Calligra/Architecture/AuthorRDF

From KDE Community Wiki

Materials to read about RDF in general

Note

Replace this with a link to a Calligra + RDF documentation, when it will be ready, and move links below to it.

Concept

Why we are using RDF to store Author's data? During design phase of Outliner, there was a goal to save it's data along with usual OpenDocument-formatted file, so we aren't planning to introduce some new file format, moreover task was to make Author's document be editable with usual text-writers as OpenOffice Writer, etc. We can add additional "Author-data-only" files to a package, but such behavior in bound of OpenDocument Standard can only be treated as attaching file to a document, that distort meaning of "attached file". Another disadvantage is that, when we modify file outside Author, this file will become outdated. At that point RDF seems to be an ideal function to implement storing of various data along with a document, and furthermore RDF allows to place in-text linkage to this data. And this data can be contained in a separate file of package.

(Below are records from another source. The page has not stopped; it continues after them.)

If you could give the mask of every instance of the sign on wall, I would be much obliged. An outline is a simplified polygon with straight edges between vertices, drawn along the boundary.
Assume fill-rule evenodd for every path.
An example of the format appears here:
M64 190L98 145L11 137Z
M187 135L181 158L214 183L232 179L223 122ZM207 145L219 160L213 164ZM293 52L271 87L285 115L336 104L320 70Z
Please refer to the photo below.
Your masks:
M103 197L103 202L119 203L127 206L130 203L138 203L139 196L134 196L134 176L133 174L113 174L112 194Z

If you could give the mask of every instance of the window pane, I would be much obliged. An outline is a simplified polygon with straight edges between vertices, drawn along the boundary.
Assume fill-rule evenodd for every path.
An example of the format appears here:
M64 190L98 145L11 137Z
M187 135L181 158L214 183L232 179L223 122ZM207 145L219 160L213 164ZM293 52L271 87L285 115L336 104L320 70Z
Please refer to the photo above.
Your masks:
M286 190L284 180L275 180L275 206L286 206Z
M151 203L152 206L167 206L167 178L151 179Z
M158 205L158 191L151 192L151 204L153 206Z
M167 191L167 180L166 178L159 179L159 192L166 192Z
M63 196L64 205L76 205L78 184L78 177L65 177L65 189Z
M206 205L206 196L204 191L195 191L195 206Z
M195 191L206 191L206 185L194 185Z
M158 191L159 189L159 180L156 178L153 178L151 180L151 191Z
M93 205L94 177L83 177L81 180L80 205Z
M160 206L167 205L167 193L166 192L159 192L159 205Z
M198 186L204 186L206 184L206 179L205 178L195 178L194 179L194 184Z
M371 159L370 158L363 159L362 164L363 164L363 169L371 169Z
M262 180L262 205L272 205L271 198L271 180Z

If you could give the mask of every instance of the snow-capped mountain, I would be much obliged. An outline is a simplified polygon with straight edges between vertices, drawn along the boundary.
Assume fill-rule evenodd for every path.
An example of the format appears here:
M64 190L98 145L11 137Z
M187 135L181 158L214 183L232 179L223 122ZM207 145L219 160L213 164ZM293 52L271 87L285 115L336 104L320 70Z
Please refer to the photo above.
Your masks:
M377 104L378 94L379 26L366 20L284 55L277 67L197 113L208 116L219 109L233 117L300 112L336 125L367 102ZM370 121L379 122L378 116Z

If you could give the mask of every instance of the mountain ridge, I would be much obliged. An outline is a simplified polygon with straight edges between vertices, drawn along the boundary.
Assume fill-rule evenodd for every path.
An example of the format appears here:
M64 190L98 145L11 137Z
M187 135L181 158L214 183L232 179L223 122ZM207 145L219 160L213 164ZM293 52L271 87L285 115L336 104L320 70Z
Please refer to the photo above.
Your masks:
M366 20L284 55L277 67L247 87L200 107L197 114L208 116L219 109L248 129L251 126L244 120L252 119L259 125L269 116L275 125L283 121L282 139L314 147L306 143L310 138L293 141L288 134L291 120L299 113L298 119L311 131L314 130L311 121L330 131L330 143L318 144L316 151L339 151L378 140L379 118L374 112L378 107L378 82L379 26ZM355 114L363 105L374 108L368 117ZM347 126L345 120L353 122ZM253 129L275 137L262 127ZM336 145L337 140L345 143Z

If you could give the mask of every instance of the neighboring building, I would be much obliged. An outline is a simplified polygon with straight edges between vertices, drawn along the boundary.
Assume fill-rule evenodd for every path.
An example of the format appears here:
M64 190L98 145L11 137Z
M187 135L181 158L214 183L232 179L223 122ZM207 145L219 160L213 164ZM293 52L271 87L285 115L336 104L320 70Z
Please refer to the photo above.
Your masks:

OpenDocument allows us to mark specific elements in document contents as a related to some RDF subject. So, for example, if we want to mark that actor Vasya is participating some scene, we will make such sequence of actions to store this info with RDF:

Note

Prefixes in predicates and objects are omited below in purpose of simplicity


  1. Create Vasya subject of type Actor:
    RDF: (subject - predicate - object)
         {ActorId} - type - Actor
         {ActorId} - name - Vasya
    
  2. Create scene subject:
    RDF: {SceneID} - type - Scene
    

    Note

    {ActorId} and {SceneId} is URIs, as RDF states, or some unique identification strings
  3. Store "Vasya is participating this scene" info:
    RDF: {SceneID} - hasActor - {ActorId}
    

    Note

    At this point all information on Author data level is complete, then we produce with text-linkage of scene
  4. Assign a <text:section> element corresponding to a scene unique xml:id.
    contents.xml:
        <text:section xml:id="{xmlId}"> {scene contents here} </text:section>
    
    1. Ensure that manifest.rdf contains such set of triples:
          RDF: {PackageId} - type - Package
      	 {PackageId} - hasPart - {ContentFileId}
      	 {ContentFileId} - type - ContentFile
      	 {ContentFileId} - path - "content.xml"
      

      Note

      Package, hasPart names are described in OpenDocument v1.2 specs part 3, chapter 6
    2. Than we add such set of triples, to note that {SceneId} has specific {xmlId} as reference:
          RDF: {ContentFileId} - hasPart - {SceneId}
      	 {SceneId} - type - Element
      	 {SceneId} - idref - {xmlId}
      

      Note

      Element class and idref property are described in OpenDocument v1.2 specs part 3, chapter 6.
      Steps 4 and 5 are implemented with help of KoTextInlineRdf class.
  5. Profit! Now with simple SPARQL queries to Soprano we can obtain all needed information as RDF triples. Convenient function to update information contained in KoRdfBasicSemanticItem class (see KoRdfBasicSemanticItem::updateTriple()).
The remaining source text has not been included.